En resumen, estamos ante una noticia que mueve el tablero del sector aeroespacial. Para los inversores, pone de relieve que el negocio espacial ligado a la defensa sigue ganando tracción y que las empresas con capacidad de lanzamiento probada —o en vías de demostrarla— pueden aspirar a contratos milmillonarios que les den visibilidad de ingresos a largo plazo.
El análisis de Salseo
- Este contrato no es un cheque en blanco para los ganadores: es un marco que les da derecho a competir por pedidos. La clave estará en cuántos lanzamientos consigue cada uno y a qué precio, algo que dependerá de la fiabilidad y el ritmo de producción de sus cohetes.
- Para Rocket Lab, el verdadero examen será si Neutron vuela a tiempo y con éxito.
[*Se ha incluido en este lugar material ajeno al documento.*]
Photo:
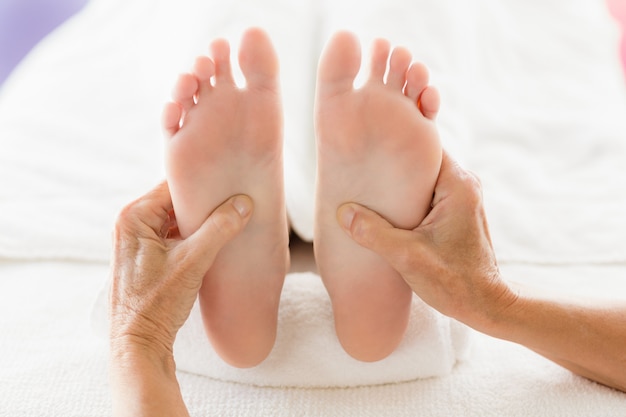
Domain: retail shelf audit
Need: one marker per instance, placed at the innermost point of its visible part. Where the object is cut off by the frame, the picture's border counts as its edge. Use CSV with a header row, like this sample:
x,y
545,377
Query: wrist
x,y
131,352
493,311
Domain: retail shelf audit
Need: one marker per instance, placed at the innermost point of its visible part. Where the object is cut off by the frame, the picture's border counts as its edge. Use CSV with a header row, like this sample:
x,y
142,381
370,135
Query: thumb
x,y
372,231
222,225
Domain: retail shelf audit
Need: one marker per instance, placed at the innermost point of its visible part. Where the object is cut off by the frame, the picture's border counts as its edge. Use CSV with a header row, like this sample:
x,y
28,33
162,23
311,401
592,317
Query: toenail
x,y
243,205
346,217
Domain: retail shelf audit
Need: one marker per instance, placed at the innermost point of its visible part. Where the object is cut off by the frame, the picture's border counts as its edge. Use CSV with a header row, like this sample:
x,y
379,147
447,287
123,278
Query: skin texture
x,y
378,147
155,279
449,262
223,140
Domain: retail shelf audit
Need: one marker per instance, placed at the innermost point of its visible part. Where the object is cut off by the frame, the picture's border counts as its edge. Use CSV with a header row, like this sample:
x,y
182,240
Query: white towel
x,y
307,352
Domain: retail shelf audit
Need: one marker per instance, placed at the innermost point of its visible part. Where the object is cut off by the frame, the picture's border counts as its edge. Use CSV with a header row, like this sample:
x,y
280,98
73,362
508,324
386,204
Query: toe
x,y
378,63
204,71
184,90
258,59
398,67
428,102
416,81
170,119
220,51
339,64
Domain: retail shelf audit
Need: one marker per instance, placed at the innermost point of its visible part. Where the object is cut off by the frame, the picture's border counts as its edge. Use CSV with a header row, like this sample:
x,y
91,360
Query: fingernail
x,y
346,216
243,205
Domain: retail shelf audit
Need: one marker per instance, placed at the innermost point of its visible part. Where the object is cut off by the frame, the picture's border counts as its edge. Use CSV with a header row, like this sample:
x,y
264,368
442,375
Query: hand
x,y
448,260
156,275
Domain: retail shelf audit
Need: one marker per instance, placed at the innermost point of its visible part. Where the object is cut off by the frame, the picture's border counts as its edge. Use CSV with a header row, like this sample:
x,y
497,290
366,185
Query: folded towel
x,y
307,352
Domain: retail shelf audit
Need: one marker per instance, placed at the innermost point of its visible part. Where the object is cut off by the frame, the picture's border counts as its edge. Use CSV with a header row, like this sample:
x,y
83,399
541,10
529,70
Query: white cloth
x,y
542,97
307,352
53,365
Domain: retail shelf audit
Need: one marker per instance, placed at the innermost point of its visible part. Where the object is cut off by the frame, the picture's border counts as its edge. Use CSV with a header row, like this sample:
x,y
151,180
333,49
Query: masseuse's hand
x,y
448,260
155,279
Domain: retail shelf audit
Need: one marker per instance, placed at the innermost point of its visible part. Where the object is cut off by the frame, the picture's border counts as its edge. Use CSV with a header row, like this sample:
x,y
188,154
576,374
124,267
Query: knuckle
x,y
405,258
472,187
226,224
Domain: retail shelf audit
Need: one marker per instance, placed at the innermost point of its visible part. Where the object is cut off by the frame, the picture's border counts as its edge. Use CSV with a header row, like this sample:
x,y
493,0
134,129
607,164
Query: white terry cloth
x,y
307,352
53,365
80,116
549,130
438,34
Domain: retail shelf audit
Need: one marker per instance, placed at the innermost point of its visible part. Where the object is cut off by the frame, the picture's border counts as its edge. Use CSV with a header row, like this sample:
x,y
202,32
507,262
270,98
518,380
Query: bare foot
x,y
377,146
224,140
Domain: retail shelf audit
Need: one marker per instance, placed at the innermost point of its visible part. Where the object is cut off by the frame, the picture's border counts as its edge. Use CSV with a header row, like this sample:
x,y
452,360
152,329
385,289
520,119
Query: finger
x,y
226,222
372,231
151,210
451,177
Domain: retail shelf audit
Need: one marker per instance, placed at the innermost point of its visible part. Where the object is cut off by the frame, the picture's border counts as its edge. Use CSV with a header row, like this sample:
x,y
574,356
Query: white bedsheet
x,y
534,102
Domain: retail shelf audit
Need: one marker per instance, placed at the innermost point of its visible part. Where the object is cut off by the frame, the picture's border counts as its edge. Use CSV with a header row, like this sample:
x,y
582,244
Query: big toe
x,y
258,59
339,64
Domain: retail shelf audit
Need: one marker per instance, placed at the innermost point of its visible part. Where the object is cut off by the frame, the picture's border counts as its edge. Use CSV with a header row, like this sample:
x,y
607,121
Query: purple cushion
x,y
23,23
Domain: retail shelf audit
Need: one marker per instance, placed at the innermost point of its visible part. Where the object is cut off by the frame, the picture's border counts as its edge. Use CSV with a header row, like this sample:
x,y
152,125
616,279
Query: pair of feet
x,y
377,146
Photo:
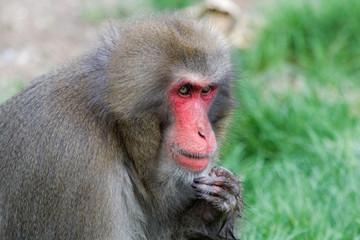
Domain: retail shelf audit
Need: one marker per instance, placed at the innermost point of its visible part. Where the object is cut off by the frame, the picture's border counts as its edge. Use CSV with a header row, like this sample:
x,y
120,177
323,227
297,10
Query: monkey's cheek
x,y
193,164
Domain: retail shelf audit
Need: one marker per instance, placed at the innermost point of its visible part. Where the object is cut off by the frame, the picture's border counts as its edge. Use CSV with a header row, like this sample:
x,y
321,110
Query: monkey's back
x,y
42,158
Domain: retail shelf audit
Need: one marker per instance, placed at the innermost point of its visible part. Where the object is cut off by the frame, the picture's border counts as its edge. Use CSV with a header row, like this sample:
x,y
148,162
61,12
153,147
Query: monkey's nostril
x,y
201,135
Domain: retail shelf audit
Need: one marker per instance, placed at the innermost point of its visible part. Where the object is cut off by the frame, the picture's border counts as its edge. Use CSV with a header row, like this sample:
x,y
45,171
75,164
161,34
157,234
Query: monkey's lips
x,y
193,162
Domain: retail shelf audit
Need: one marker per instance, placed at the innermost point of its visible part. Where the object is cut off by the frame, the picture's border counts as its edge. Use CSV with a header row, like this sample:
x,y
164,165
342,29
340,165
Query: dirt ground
x,y
36,35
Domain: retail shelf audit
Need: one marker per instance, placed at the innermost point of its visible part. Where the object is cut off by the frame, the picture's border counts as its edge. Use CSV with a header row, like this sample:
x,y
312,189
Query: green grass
x,y
296,139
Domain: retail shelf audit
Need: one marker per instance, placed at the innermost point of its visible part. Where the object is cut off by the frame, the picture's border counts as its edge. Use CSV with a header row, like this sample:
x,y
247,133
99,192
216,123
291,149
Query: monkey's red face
x,y
192,139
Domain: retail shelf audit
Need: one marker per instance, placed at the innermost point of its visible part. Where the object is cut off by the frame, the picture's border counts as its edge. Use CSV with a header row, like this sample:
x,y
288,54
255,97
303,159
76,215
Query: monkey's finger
x,y
231,186
211,190
220,171
218,203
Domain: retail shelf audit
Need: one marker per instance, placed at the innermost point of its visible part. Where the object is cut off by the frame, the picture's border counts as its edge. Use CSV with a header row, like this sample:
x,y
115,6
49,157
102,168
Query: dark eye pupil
x,y
206,89
184,90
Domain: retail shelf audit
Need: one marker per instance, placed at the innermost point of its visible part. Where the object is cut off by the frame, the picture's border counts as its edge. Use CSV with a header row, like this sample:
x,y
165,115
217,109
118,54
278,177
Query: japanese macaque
x,y
122,142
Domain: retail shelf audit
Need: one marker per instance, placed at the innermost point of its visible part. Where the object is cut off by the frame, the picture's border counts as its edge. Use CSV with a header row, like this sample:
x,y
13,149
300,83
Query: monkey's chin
x,y
193,164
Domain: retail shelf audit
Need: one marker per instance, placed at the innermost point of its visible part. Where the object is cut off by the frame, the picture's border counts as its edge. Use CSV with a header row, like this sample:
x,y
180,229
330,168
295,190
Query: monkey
x,y
122,142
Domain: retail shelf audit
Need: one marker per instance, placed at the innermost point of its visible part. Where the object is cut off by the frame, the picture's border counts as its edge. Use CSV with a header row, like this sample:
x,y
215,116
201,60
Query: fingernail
x,y
196,180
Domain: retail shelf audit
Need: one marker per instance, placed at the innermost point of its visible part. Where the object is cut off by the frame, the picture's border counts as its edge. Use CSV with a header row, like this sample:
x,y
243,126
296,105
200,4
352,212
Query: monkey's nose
x,y
201,135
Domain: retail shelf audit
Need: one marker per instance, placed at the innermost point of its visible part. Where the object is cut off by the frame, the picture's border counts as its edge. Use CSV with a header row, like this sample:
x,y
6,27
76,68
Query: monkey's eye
x,y
184,90
206,89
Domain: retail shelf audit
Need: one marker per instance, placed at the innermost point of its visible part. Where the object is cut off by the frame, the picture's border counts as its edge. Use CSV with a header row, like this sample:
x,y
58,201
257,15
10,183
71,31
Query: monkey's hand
x,y
221,191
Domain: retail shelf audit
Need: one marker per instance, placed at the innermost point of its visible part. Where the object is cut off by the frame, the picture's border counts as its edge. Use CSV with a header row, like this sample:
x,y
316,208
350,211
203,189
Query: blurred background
x,y
295,136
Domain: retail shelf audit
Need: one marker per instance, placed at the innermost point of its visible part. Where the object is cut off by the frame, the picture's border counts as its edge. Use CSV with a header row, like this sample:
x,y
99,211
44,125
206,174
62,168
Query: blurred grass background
x,y
295,140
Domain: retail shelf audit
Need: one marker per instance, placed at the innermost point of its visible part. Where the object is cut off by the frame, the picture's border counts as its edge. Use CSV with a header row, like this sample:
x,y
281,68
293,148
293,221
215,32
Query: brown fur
x,y
81,149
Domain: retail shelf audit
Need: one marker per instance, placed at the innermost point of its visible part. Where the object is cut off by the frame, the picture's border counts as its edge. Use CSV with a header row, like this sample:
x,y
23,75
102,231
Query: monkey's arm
x,y
219,204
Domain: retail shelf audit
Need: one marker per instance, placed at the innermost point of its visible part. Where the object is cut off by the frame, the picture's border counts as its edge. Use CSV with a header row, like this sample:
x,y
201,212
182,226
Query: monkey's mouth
x,y
192,161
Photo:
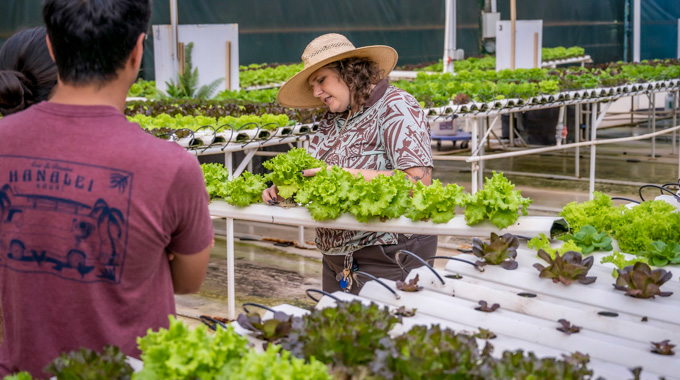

Si lo logra, podría arañar una porción significativa de este pastel; si se retrasa, otros como SpaceX o ULA se llevarán la mayor parte.
- La inclusión de SpaceX como cotizada (SPCX) añade una capa interesante: los inversores minoristas ahora pueden exponerse directamente al gigante de Elon Musk, que sigue siendo el proveedor dominante en lanzamientos de seguridad nacional. Este contrato refuerza su posición, pero también invita a vigilar si la competencia logra erosionar su cuota.
- El techo de 17.000 millones es una cifra máxima, no un gasto asegurado. El Pentágono podría gastar menos si las necesidades cambian o si surgen alternativas más baratas. Conviene seguir las adjudicaciones concretas de misiones, no solo el anuncio marco.